Statistics reveal that churched families are not immune to abuse in the home, but few people dare to talk about it. Sometimes abuse doesn't even show because there are no bruises or black eyes or knocked-out teeth. Still, many women connected to the Church are repeatedly subjected to verbal assault, emotional terrorism, financial tyranny or demeaning sexual behavior. "But he never hits me," does not make these abuses okay and is no excuse for the equally—or perhaps even greater—damaging trauma of invisible abuse. Battered without Bruises dares to talk about it. It is the gripping account of one woman's emotional and psychological battering by her husband and the inspiring insights for life she gained from that experience.
The above words are on the Amazon website—don’t know who wrote them but they are a good description.
An extremely well-written account of the author’s experience of living with an abusive husband who appeared to others as the epitome of a fine Christian gentleman. Their courtship lasted 4 years and during that time, there appeared to be no reason for Marjorie to believe their marriage would be anything less than harmonious. However, from the very first night they were living together, she discovered her new husband had another side to his personality which had not been evident before.
The author spends some time describing her childhood, which though not at all abusive, did not prepare her for what lay ahead. Neither did her church involvement, which confirmed that women were designed to be submissive to men and that it was her responsibility to respond and react to her husband’s abuse in ways which would hopefully improve their situation. The variety of ways in which her husband demeaned her is outlined along with her attempts to adjust, which often only seemed to make things worse. This was not an immature woman with limited life experience, but an accomplished person with a responsible position at work who found herself conflicted on many levels.

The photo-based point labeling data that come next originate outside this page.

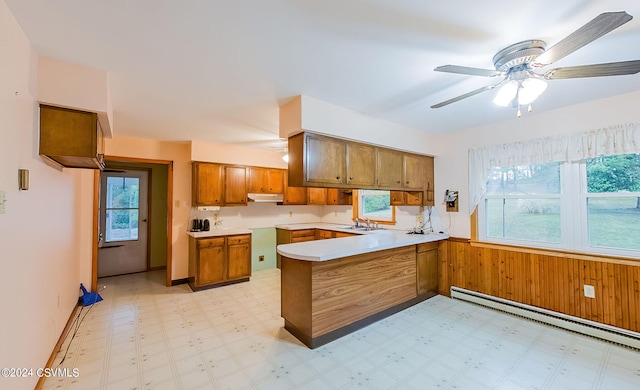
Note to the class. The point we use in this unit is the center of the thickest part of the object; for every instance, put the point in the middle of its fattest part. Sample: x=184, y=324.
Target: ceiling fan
x=516, y=64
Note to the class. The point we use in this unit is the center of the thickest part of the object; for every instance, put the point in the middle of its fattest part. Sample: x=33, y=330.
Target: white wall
x=39, y=232
x=451, y=165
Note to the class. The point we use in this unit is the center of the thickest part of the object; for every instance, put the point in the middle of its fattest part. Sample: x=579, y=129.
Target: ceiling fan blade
x=469, y=71
x=586, y=34
x=595, y=70
x=466, y=95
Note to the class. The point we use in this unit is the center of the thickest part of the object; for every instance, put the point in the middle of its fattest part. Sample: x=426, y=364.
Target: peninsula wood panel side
x=295, y=295
x=354, y=288
x=547, y=281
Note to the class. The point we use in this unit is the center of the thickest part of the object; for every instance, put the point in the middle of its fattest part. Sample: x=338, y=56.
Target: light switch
x=589, y=291
x=3, y=200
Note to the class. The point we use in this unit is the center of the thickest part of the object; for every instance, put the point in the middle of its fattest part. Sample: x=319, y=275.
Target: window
x=523, y=202
x=592, y=205
x=613, y=200
x=122, y=202
x=375, y=205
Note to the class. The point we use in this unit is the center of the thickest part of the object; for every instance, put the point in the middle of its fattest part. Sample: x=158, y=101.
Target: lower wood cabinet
x=427, y=267
x=217, y=261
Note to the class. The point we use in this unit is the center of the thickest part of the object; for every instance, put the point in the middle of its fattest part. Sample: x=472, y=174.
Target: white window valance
x=621, y=139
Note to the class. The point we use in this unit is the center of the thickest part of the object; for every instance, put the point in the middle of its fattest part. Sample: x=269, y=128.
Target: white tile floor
x=147, y=336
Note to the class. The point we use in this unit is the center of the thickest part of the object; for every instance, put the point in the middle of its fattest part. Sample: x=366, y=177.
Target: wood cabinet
x=317, y=160
x=360, y=163
x=412, y=172
x=293, y=195
x=207, y=184
x=339, y=196
x=266, y=180
x=389, y=169
x=322, y=234
x=71, y=138
x=235, y=185
x=239, y=257
x=427, y=268
x=219, y=260
x=317, y=196
x=406, y=198
x=328, y=162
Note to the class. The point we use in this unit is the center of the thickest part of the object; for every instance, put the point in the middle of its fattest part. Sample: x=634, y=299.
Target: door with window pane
x=123, y=222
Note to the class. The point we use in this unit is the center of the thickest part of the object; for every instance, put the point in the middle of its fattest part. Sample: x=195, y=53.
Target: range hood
x=273, y=198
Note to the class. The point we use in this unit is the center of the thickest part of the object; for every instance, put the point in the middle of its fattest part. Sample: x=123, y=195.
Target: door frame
x=96, y=210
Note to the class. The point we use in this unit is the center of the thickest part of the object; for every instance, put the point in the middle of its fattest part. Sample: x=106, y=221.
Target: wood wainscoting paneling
x=546, y=279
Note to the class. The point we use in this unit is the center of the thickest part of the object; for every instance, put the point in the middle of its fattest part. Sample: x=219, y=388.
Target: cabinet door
x=258, y=180
x=361, y=162
x=235, y=186
x=239, y=256
x=211, y=261
x=275, y=182
x=427, y=264
x=337, y=196
x=317, y=196
x=389, y=172
x=413, y=177
x=293, y=195
x=206, y=184
x=325, y=160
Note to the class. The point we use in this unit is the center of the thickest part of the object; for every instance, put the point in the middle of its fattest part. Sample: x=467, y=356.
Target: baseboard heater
x=590, y=328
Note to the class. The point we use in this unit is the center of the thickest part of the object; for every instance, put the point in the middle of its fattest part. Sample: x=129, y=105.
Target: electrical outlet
x=3, y=200
x=589, y=291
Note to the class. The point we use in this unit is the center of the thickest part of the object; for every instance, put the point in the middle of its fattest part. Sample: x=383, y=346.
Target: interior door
x=122, y=246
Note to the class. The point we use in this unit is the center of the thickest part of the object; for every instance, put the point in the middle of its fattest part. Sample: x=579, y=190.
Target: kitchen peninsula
x=331, y=288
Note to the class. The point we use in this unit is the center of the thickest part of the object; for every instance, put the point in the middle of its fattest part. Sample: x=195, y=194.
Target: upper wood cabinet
x=71, y=138
x=235, y=185
x=389, y=168
x=294, y=195
x=266, y=180
x=317, y=196
x=361, y=159
x=207, y=184
x=319, y=161
x=339, y=196
x=413, y=172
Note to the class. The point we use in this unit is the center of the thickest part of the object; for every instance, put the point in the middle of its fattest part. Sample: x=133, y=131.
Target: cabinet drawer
x=302, y=239
x=303, y=233
x=237, y=240
x=324, y=234
x=427, y=246
x=210, y=242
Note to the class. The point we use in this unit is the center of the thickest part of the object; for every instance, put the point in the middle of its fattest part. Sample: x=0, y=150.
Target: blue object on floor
x=88, y=298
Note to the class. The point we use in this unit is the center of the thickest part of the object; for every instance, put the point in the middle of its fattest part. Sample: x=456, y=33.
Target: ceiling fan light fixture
x=530, y=89
x=506, y=93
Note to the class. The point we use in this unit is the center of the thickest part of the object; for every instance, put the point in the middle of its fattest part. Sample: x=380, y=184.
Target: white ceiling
x=217, y=71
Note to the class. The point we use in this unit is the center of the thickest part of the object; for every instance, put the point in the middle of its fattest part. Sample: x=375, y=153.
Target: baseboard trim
x=177, y=282
x=598, y=330
x=58, y=346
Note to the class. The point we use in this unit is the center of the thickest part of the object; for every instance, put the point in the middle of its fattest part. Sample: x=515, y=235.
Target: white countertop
x=371, y=241
x=218, y=231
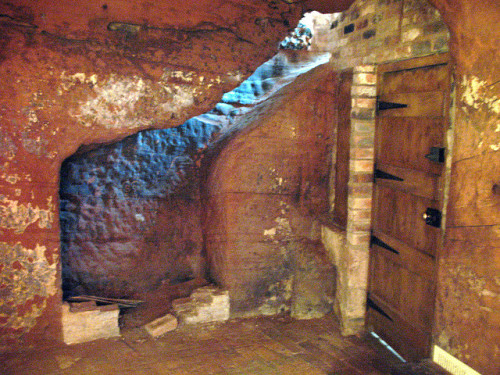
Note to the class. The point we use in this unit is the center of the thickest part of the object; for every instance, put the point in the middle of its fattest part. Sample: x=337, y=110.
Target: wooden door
x=408, y=198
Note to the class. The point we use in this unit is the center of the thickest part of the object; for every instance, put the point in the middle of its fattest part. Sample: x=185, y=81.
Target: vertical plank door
x=412, y=116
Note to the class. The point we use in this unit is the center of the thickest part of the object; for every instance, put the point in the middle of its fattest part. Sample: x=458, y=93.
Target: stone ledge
x=89, y=324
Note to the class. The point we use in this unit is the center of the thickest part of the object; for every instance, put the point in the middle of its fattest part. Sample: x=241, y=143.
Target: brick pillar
x=353, y=265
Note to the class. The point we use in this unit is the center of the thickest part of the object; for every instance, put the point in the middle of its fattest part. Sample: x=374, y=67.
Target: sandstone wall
x=374, y=32
x=260, y=196
x=371, y=32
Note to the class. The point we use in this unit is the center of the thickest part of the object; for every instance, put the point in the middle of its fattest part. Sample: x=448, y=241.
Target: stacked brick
x=369, y=33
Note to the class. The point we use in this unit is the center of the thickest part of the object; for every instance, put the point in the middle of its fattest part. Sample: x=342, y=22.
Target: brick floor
x=273, y=345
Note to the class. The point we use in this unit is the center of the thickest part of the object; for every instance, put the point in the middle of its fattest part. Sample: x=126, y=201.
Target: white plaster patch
x=18, y=217
x=495, y=147
x=131, y=102
x=26, y=273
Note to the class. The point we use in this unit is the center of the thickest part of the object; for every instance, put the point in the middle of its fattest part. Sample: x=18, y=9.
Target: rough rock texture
x=83, y=325
x=87, y=72
x=130, y=213
x=160, y=326
x=63, y=63
x=468, y=304
x=258, y=195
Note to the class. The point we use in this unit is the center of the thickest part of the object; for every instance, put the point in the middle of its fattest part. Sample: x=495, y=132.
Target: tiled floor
x=278, y=345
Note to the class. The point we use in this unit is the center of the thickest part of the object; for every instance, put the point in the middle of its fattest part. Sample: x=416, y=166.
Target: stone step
x=206, y=304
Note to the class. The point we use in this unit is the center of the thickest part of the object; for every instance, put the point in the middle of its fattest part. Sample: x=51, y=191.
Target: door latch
x=432, y=217
x=386, y=176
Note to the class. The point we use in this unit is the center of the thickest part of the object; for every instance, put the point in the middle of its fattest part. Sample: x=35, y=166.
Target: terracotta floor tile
x=257, y=346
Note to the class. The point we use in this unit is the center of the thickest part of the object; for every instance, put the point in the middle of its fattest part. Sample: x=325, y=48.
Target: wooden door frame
x=448, y=126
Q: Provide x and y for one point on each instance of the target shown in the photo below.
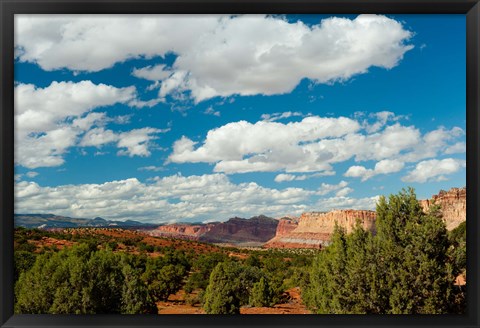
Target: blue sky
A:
(201, 118)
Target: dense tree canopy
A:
(404, 268)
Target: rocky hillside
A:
(254, 231)
(181, 230)
(50, 221)
(453, 206)
(314, 229)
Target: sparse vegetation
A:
(408, 266)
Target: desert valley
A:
(287, 243)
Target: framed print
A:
(239, 163)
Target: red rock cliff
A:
(181, 230)
(314, 229)
(236, 230)
(453, 206)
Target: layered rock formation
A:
(453, 206)
(314, 229)
(310, 230)
(181, 230)
(255, 231)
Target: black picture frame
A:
(9, 8)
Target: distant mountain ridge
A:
(47, 221)
(309, 230)
(254, 231)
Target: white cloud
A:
(131, 143)
(173, 198)
(152, 73)
(51, 120)
(211, 111)
(313, 145)
(48, 121)
(343, 192)
(385, 166)
(290, 177)
(178, 198)
(31, 174)
(434, 170)
(151, 168)
(282, 177)
(278, 116)
(458, 148)
(216, 55)
(273, 146)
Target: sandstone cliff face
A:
(256, 230)
(236, 230)
(310, 230)
(314, 229)
(180, 230)
(453, 206)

This book will be helpful to women enduring abuse and wondering if they should call it by that name, and also for women who are going through the recovery process after leaving an abusive situation. There is so much practical advice and honest exposure of self-doubt and vulnerability while attempting to recognize the truth of what was happening. The response and reaction of her local church is outlined, showing how people in abusive homes can be extremely isolated and bereft of comfort and understanding.
This heartfelt account is practical yet not clinical and without a trace of bitterness. How Marjorie recovered from this ordeal of many years will be of great encouragement to those who need courage while recognizing what is happening to them and taking steps towards full spiritual and emotional health.